I see. So we can either:

- force anyone using dynamically-allocated names to track their own damn
pointer
- implement kstrdup in the other allocators and fix all callers (the
bulk of which use static names!)
- eliminate dynamically-allocated names (mostly useless when we start
merging slabs!)
- add an indirection layer for slub that holds the unmerged details
- stop pretending we track slab names and show only generic names based
on size in /proc

kmem_cache_name() is also a highly suspect function in a
post-merged-slabs kernel. As ext4 is the only user in the kernel, and it
got it wrong, perhaps it's time to rip it out.

--
Mathematics is the supreme nostalgia of our time.

2010-11-19 14:38:29

by Zeng Zhaoming

[permalink] [raw]
Subject: Re: [PATCH] slub: operate cache name memory same to slab and slob

> - eliminate dynamically-allocated names (mostly useless when we start
> merging slabs!)

not permit dynamically allocated name. I think this one is better, but
as a rule, describe in header is not enough.
It is helpful to print out some warning when someone break the rule.
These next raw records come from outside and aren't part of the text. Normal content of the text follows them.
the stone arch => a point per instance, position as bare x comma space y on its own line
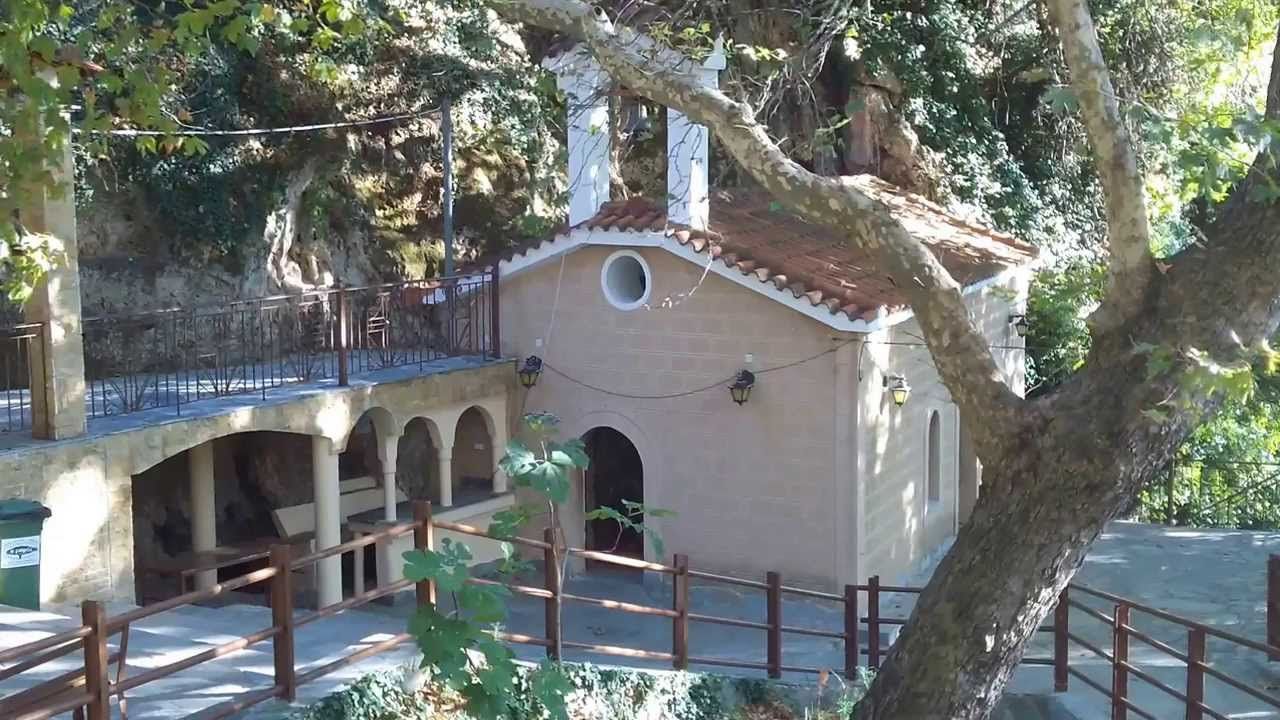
384, 425
472, 454
362, 450
417, 459
652, 460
> kmem_cache_name() is also a highly suspect function in a
> post-merged-slabs kernel. As ext4 is the only user in the kernel, and it
> got it wrong, perhaps it's time to rip it out.
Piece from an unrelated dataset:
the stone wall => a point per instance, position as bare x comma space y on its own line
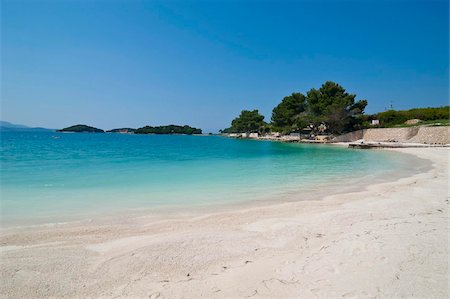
419, 134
agree, kmem_cache_name() is ugly.

---
Best Regards
Zeng Zhaoming

2010-11-21 00:55:31

by David Rientjes

[permalink] [raw]
Subject: Re: [PATCH] slub: operate cache name memory same to slab and slob

On Thu, 18 Nov 2010, Matt Mackall wrote:

> > The leak in ext4_mb_init() above is because it is using kstrdup() to
> > allocate the string itself and then on destroy uses kmem_cache_name() to
> > attain the slub allocator's pointer to the name, not the memory the ext4
> > layer allocated itself.
>
> And Pekka says:
>
> > The kstrdup() is there because of SLUB cache merging. See commit
> > 84c1cf62465e2fb0a692620dcfeb52323ab03d48 ("SLUB: Fix merged slab
> > cache names") for details.
>
> I see. So we can either:
>
> - force anyone using dynamically-allocated names to track their own damn
> pointer
> - implement kstrdup in the other allocators and fix all callers (the
> bulk of which use static names!)
> - eliminate dynamically-allocated names (mostly useless when we start
> merging slabs!)
> - add an indirection layer for slub that holds the unmerged details
> - stop pretending we track slab names and show only generic names based
> on size in /proc
>

I agree that we should force each user to track its own memory, and this
is really what the issue is about (it doesn't matter if that memory is the
cache's name). This particular issue is an ext4 memory leak and not the
responsibility of any allocator.

> kmem_cache_name() is also a highly suspect function in a
> post-merged-slabs kernel. As ext4 is the only user in the kernel, and it
> got it wrong, perhaps it's time to rip it out.
>

Yes, I think kmem_cache_name() should be removed since it shouldn't be
used for anything other than the internal slabinfo/slabtop display as the
slub allocator actually specifies in include/linux/slub_def.h. The only
user is ext4 to track this dynamically allocated pointer, so we can
eliminate it if we leave it to track its own memory allocations (a slab
allocator shouldn't be carrying a metadata payload).